Highlights of cross-library integration

  • No need to land
    Synapse provides direct cross-database query, and has a built-in data cross-database query engine, which is associated in memory without data landing. The intermediate extraction link is omitted, and the real-time performance of the query data is ensured.
  • Quick deployment, ready to use out of the box
    The system has a built-in cross-database engine, no additional installation and deployment are required.
  • Fast processing and good expansion
    For massive large data cross-database query, the built-in cross-database engine can meet the needs of enterprise growth through linear expansion and parallel processing solutions.
  • High-performance applications
    Cross-database data source support is applied in the definition of data sets. Our regular data analysis underlying structure is based on the data source directly connected to our data connection for data analysis and display. In this case, if our data volume is relatively small Generally, there is no problem, but once our data reaches a certain level, our report performance will have a big bottleneck. At this time, we can directly use the cache memory library mechanism to ensure that the system has a long life. And the most important guarantee for expansion capabilities.

Data Control & Query

Synapse supports the access of rich data sources, but generally it is not possible to directly use the accessed service library for data analysis. Therefore, in the fetching process before report development, integrating the required data into a data collection can be understood as obtaining the data we need based on the database, which is also a preparatory step before the interactive analysis between the data analyst and the end business user.
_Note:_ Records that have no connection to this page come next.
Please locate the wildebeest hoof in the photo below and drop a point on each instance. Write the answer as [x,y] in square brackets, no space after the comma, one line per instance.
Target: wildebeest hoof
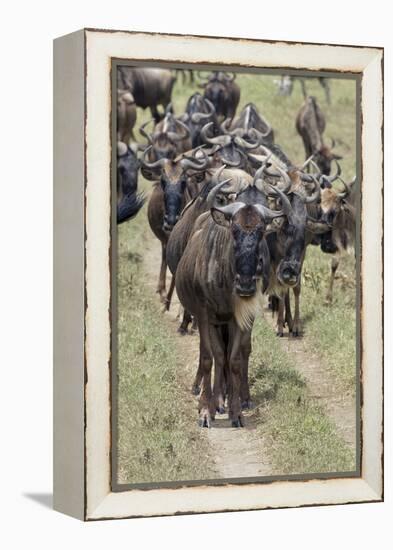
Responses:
[237,423]
[205,422]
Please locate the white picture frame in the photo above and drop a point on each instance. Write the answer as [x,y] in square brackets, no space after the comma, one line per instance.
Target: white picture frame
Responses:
[82,334]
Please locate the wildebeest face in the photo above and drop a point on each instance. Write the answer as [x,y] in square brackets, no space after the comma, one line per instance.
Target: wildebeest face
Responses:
[292,240]
[173,200]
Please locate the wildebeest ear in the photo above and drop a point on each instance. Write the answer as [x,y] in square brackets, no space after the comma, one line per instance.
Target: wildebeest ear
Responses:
[220,218]
[317,227]
[275,225]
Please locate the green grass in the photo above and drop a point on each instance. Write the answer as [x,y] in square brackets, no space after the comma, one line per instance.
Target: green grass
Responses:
[158,437]
[299,437]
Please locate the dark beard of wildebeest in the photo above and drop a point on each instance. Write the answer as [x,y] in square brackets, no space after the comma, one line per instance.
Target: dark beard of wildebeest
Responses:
[338,210]
[182,231]
[176,186]
[199,112]
[149,87]
[223,93]
[232,150]
[220,280]
[250,119]
[128,201]
[310,124]
[126,116]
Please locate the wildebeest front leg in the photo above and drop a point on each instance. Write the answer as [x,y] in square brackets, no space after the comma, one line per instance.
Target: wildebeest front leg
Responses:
[245,389]
[235,371]
[333,269]
[280,317]
[219,353]
[296,319]
[288,314]
[161,280]
[206,404]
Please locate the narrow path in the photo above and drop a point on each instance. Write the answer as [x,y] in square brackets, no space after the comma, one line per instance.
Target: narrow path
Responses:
[236,453]
[241,453]
[339,407]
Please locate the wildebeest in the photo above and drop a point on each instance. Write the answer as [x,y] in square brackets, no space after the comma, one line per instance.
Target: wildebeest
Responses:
[150,87]
[199,112]
[129,202]
[310,124]
[126,116]
[176,185]
[169,138]
[223,92]
[338,209]
[250,119]
[220,280]
[231,150]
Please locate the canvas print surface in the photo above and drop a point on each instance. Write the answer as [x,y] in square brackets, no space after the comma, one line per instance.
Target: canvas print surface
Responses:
[237,199]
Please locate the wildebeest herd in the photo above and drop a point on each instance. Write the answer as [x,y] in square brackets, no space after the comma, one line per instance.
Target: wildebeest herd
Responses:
[234,216]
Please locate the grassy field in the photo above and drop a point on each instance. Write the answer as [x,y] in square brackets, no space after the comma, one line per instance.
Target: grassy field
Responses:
[158,434]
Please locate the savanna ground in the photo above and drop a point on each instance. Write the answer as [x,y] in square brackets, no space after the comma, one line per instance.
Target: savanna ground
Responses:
[303,389]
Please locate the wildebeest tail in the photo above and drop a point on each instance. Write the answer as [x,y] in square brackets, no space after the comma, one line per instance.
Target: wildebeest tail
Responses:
[129,206]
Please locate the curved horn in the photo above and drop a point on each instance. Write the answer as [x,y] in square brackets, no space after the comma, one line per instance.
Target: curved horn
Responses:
[156,164]
[333,178]
[144,133]
[197,117]
[315,196]
[347,191]
[213,193]
[220,140]
[193,162]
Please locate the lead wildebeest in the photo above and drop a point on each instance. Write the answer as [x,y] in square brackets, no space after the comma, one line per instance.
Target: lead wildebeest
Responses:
[199,112]
[220,280]
[250,119]
[223,92]
[126,116]
[129,202]
[150,87]
[176,183]
[310,124]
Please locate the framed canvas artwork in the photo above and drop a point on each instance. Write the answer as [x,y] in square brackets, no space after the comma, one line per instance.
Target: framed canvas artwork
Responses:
[218,271]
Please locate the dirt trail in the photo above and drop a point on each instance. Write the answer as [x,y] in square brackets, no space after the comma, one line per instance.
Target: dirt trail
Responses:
[241,453]
[236,452]
[341,409]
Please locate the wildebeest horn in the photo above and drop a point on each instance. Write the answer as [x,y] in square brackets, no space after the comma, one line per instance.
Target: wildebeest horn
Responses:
[331,179]
[144,133]
[246,144]
[193,162]
[220,140]
[314,197]
[213,193]
[156,164]
[285,202]
[347,191]
[197,117]
[282,174]
[121,148]
[177,136]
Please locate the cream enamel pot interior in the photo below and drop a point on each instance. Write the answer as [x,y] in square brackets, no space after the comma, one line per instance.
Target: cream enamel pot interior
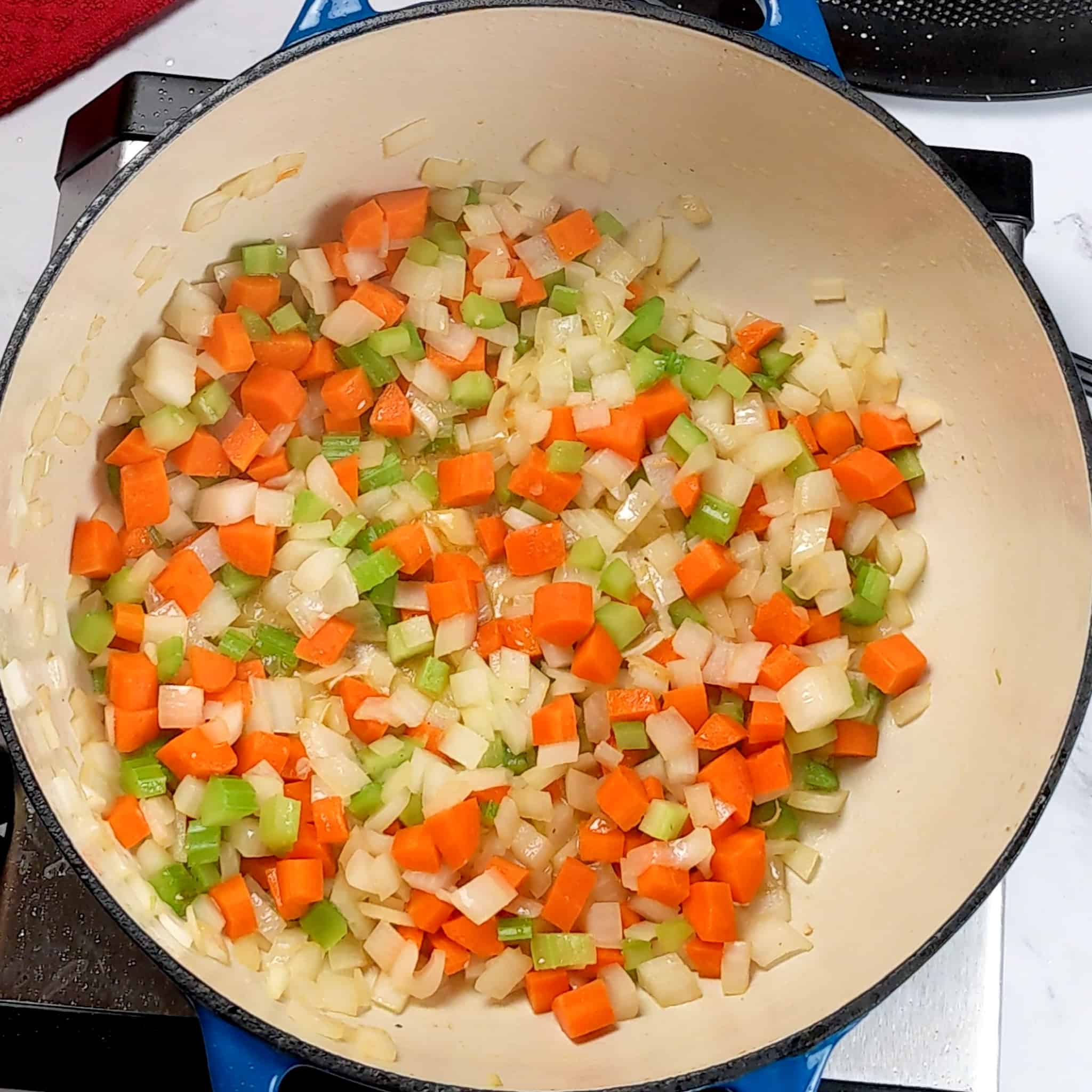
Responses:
[804,178]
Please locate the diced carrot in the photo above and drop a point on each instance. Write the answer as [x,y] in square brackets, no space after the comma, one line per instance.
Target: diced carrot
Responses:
[597,659]
[465,480]
[128,822]
[449,566]
[686,493]
[600,841]
[229,343]
[415,851]
[327,644]
[626,434]
[623,799]
[146,496]
[534,550]
[720,731]
[320,363]
[381,302]
[272,397]
[740,861]
[480,941]
[185,580]
[780,667]
[492,531]
[865,474]
[564,612]
[133,727]
[535,481]
[411,545]
[210,670]
[428,913]
[249,547]
[636,703]
[97,552]
[710,911]
[556,722]
[766,723]
[456,832]
[779,621]
[194,753]
[405,211]
[669,886]
[202,456]
[233,899]
[706,569]
[692,701]
[894,663]
[756,334]
[543,987]
[584,1010]
[856,740]
[363,229]
[730,780]
[133,449]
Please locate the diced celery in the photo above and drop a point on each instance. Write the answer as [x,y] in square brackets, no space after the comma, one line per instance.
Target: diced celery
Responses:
[566,457]
[608,224]
[571,950]
[256,327]
[564,300]
[264,258]
[202,845]
[168,427]
[301,451]
[408,639]
[630,735]
[664,821]
[425,483]
[588,554]
[93,631]
[176,887]
[686,434]
[235,644]
[647,319]
[371,571]
[681,609]
[699,377]
[228,800]
[236,581]
[619,581]
[423,252]
[210,404]
[279,823]
[325,924]
[308,507]
[472,390]
[908,463]
[622,622]
[736,382]
[672,935]
[713,519]
[366,802]
[143,776]
[513,930]
[482,314]
[391,342]
[168,655]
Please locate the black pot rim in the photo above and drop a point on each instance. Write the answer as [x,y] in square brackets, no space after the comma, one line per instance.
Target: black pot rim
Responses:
[807,1038]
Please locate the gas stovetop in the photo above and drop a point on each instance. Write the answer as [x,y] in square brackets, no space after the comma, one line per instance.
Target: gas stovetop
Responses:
[70,977]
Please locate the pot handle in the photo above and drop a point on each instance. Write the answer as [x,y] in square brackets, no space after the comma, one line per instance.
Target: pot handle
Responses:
[797,26]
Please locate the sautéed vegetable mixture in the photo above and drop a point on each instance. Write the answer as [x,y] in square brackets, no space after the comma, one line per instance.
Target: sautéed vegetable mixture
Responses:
[478,611]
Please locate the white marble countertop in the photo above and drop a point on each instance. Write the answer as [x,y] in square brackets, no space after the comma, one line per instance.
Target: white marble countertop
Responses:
[1048,947]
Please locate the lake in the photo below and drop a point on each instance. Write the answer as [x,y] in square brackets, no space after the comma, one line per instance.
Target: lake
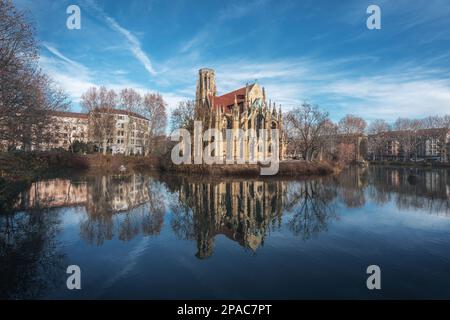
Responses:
[163,237]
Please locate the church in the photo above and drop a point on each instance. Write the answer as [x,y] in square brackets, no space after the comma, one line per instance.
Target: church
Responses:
[242,112]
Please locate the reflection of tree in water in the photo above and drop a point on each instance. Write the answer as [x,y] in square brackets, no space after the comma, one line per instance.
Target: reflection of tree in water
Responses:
[127,207]
[310,204]
[243,211]
[31,263]
[430,191]
[351,184]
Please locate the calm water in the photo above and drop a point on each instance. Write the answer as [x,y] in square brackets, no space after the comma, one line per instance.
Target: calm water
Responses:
[147,237]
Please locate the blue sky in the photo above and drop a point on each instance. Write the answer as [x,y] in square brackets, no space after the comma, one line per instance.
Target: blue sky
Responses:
[311,50]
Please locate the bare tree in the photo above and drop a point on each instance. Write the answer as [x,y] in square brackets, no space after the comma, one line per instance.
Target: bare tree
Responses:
[378,137]
[351,124]
[307,127]
[27,95]
[130,100]
[408,136]
[17,43]
[436,122]
[100,104]
[183,116]
[154,108]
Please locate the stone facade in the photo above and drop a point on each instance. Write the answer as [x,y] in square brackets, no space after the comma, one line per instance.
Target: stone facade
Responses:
[242,110]
[68,128]
[129,133]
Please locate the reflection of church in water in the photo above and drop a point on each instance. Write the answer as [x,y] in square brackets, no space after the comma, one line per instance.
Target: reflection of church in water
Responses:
[243,211]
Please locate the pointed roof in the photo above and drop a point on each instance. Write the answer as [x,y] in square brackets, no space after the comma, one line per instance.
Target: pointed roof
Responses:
[227,100]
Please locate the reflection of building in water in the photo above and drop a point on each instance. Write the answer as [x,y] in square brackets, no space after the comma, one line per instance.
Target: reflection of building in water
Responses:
[429,190]
[137,198]
[108,194]
[243,211]
[54,193]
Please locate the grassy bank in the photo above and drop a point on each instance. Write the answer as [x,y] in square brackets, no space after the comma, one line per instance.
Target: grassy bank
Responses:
[286,168]
[411,164]
[21,166]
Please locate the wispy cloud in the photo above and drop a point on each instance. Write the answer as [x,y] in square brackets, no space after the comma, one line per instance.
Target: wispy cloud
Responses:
[132,42]
[133,45]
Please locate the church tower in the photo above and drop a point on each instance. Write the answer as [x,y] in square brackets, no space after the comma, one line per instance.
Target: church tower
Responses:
[206,88]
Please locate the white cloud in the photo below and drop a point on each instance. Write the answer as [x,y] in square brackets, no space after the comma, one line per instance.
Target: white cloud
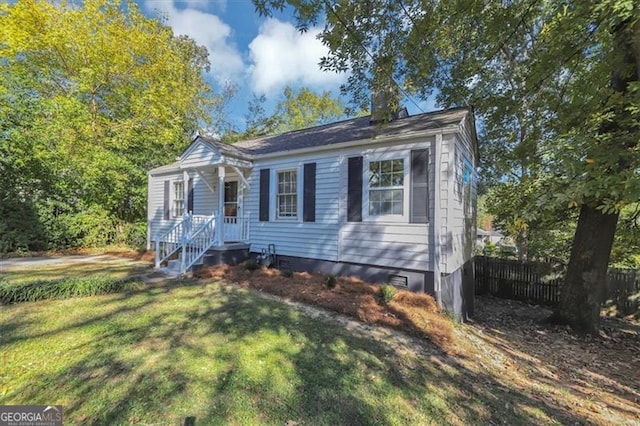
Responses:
[207,30]
[281,55]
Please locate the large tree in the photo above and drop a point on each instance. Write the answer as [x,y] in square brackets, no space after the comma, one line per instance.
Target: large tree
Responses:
[103,94]
[555,85]
[296,109]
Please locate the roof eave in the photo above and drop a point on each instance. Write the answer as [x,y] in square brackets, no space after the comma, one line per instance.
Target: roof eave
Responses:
[349,144]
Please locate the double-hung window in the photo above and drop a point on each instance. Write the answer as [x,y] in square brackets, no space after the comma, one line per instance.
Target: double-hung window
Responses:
[178,198]
[287,194]
[386,187]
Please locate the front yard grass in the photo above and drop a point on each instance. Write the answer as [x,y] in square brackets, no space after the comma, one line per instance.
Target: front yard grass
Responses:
[114,268]
[218,353]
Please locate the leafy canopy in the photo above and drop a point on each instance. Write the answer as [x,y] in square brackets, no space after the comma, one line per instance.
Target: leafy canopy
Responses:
[91,97]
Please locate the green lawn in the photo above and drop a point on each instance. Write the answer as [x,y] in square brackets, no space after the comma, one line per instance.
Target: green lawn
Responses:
[117,268]
[217,353]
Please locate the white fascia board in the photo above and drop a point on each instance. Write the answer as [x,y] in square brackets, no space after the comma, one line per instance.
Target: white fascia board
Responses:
[359,142]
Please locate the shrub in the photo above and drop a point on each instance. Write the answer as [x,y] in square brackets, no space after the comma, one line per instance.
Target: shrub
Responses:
[251,265]
[133,235]
[332,281]
[387,292]
[64,288]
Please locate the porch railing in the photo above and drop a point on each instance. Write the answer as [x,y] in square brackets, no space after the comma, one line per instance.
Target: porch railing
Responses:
[171,240]
[197,243]
[236,228]
[194,235]
[180,236]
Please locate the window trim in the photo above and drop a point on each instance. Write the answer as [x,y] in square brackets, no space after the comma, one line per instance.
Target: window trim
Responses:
[406,187]
[298,193]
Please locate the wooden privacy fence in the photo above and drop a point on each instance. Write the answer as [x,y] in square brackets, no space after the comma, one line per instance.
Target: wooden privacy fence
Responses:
[541,282]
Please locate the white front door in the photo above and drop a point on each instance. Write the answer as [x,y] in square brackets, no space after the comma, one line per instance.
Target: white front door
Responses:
[232,224]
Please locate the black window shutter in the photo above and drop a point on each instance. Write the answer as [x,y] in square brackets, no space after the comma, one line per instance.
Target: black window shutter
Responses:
[264,195]
[419,186]
[166,206]
[190,195]
[309,204]
[354,188]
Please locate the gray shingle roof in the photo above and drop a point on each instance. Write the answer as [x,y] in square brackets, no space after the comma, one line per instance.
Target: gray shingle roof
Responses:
[344,131]
[349,130]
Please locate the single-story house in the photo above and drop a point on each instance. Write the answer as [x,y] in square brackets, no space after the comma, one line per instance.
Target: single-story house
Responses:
[390,202]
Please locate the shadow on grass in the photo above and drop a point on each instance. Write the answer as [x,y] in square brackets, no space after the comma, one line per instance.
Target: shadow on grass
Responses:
[220,354]
[601,372]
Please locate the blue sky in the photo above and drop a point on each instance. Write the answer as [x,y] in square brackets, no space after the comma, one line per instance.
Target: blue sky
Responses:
[257,54]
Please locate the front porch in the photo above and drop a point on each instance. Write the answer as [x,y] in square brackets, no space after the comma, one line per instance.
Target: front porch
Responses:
[198,239]
[203,205]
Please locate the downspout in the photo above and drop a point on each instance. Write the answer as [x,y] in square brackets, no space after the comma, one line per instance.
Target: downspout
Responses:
[437,219]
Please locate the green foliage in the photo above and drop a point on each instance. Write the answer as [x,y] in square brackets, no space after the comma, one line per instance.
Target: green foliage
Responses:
[331,281]
[387,292]
[490,249]
[64,288]
[92,96]
[132,235]
[296,110]
[251,265]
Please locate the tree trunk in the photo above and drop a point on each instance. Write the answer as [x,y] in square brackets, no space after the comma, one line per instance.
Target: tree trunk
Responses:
[582,293]
[585,283]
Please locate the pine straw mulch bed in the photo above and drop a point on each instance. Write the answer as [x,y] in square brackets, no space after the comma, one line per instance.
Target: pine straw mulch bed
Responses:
[581,379]
[416,314]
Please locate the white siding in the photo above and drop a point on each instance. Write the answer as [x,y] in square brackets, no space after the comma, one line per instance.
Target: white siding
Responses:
[396,243]
[331,237]
[155,214]
[461,205]
[204,202]
[392,244]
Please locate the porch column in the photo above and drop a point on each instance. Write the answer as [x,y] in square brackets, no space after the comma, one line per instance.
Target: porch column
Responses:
[185,190]
[220,215]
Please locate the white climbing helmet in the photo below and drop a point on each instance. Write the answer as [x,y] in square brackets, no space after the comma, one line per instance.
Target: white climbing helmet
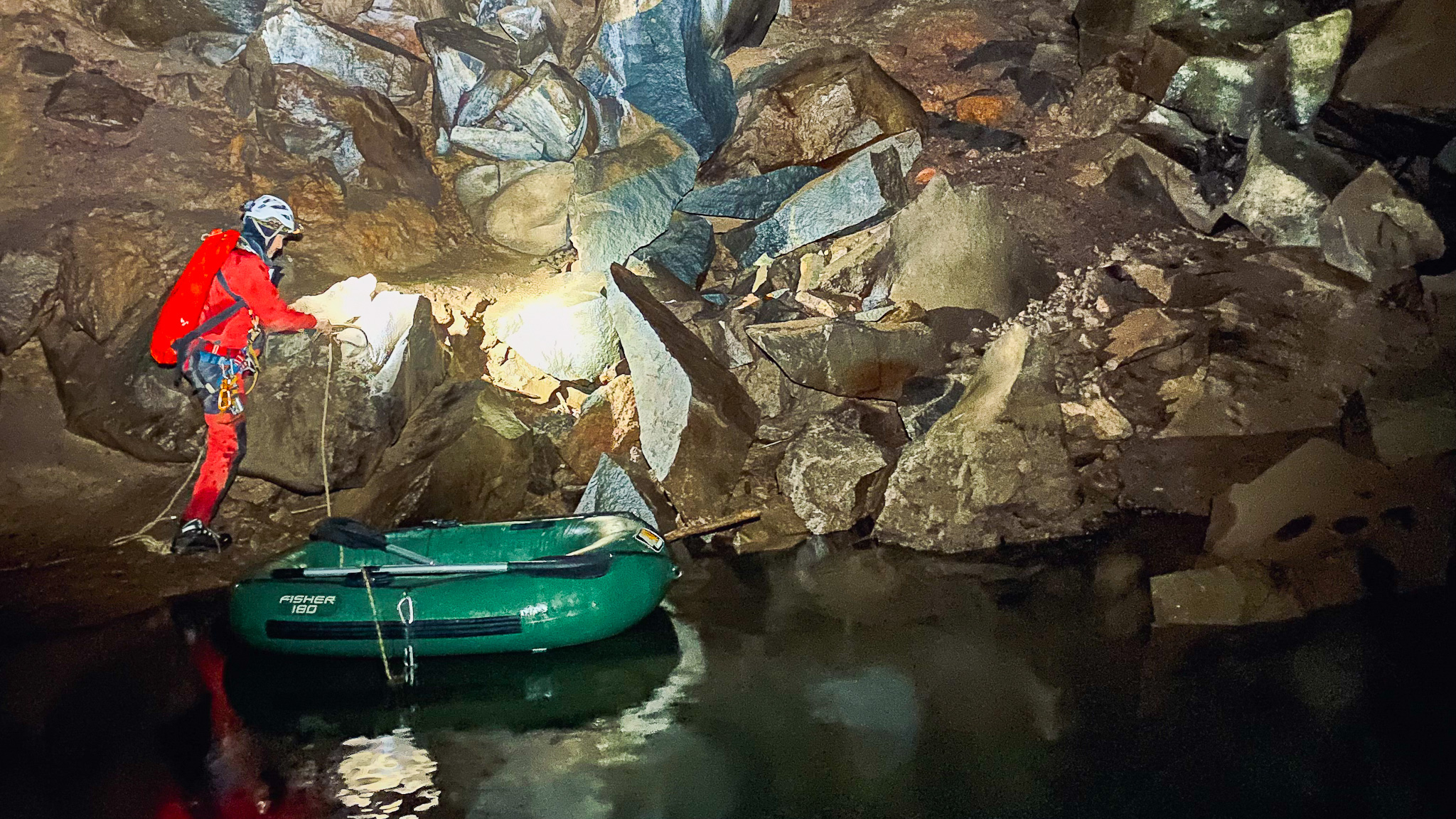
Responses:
[271,215]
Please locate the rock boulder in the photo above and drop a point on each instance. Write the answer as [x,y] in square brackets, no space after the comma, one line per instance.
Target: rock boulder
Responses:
[696,422]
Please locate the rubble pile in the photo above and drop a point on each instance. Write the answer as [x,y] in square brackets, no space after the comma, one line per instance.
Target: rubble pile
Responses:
[698,259]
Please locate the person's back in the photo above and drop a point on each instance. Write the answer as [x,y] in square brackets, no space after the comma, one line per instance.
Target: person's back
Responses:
[240,306]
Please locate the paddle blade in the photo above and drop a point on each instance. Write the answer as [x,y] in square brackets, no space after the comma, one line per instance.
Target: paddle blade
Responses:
[348,532]
[572,567]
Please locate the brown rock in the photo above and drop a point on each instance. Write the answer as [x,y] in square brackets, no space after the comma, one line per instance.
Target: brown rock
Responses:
[608,426]
[97,102]
[507,370]
[1143,333]
[992,470]
[820,105]
[958,250]
[1372,226]
[850,358]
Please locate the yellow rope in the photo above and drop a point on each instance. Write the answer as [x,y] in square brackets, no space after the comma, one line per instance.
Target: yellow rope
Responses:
[379,633]
[141,534]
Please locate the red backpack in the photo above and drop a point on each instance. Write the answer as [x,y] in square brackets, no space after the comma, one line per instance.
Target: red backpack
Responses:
[183,311]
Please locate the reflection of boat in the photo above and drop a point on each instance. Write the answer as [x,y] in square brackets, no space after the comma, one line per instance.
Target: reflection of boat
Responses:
[561,688]
[455,589]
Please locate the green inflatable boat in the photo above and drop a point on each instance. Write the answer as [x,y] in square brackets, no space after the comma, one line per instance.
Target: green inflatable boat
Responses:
[455,589]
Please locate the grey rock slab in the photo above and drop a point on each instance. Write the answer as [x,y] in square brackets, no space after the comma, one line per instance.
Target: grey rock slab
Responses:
[1219,94]
[529,215]
[655,59]
[1289,183]
[993,470]
[833,474]
[557,109]
[958,250]
[867,187]
[925,400]
[347,55]
[357,130]
[481,100]
[750,197]
[612,488]
[1303,62]
[462,55]
[730,25]
[625,197]
[97,102]
[685,250]
[464,455]
[503,141]
[811,109]
[696,420]
[850,358]
[567,331]
[26,289]
[1374,226]
[369,401]
[154,22]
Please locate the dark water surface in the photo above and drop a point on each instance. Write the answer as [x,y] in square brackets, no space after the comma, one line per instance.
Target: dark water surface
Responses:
[819,682]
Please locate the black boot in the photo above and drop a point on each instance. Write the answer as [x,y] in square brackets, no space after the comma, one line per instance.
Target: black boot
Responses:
[194,537]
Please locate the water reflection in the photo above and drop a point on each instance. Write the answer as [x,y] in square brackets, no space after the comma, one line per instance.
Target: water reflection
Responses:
[823,682]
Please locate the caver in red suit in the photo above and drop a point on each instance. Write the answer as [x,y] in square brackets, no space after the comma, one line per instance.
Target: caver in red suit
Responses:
[220,362]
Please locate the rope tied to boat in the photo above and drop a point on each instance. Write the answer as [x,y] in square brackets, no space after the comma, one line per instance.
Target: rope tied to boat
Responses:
[379,631]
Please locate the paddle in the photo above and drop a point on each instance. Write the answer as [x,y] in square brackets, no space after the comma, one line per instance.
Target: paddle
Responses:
[567,567]
[354,535]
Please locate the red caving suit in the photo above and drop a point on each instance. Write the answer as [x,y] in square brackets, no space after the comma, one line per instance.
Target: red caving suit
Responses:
[222,359]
Highlights of data query capabilities

  • Visual data preparation
    Synapse provides powerful interface-based data management capabilities, and users build their own business-required data sets on the basis of source data relationships. For example, visual query allows users to drag and drop on a visual interface to easily complete the construction of the data model, so that our analysis users can obtain the prepared data faster and more intuitively, so as to make business decisions faster and more intelligently.
  • Support cross-database query
    The self-service data set supports cross-database query. When users query data in a wide range and not limited to one database, they can query across multiple databases. Provide cross-database query function, support the association of different data sources, and deal with the problem of unified access to different interface data.
  • Cache mechanism
    The system supports data sets with data extraction functions: self-service data sets, visualization data sets, SQL data sets, stored procedure data sets, Java data sets, ad hoc query, and perspective analysis. Most data sets support the extraction of raw data from the source database to the cache library through data extraction, which can ensure that a large amount of data results can be obtained in seconds and improve system performance.

Massively Parallel Processing DW

With the mature application of distributed and parallel technology, the MPP engine database has gradually shown strong high-throughput and low-latency computing capabilities. The use of MPP architecture can reach "100 million seconds." Synapse MPP DW columnar database is mainly used in the field of data analysis.

It self-contains storage and computing capabilities, fully realizes high availability independently, and supports complete SQL syntax including JOIN, etc., and has obvious technical advantages. Compared with the Hadoop system, it is easier to use the database to do big data processing, with low learning cost and high flexibility.

We have done very meticulous work in the computing layer, doing our best to squeeze the hardware capacity and improve the query speed. It implements a variety of important technologies such as single-machine multi-core parallelism, distributed computing, vectorized execution, SIMD instructions, and code generation.

Starting from the needs of data analysis scenarios, we customized and developed a new set of high-efficiency columnar storage engines, and realized rich functions such as data orderly storage, primary key index, sparse index, data sharding, data partitioning, TTL, and master/backup replication. We provide the migration and implementation of any DW, and provide an assessment of the hardware requirements of the enterprise data scale.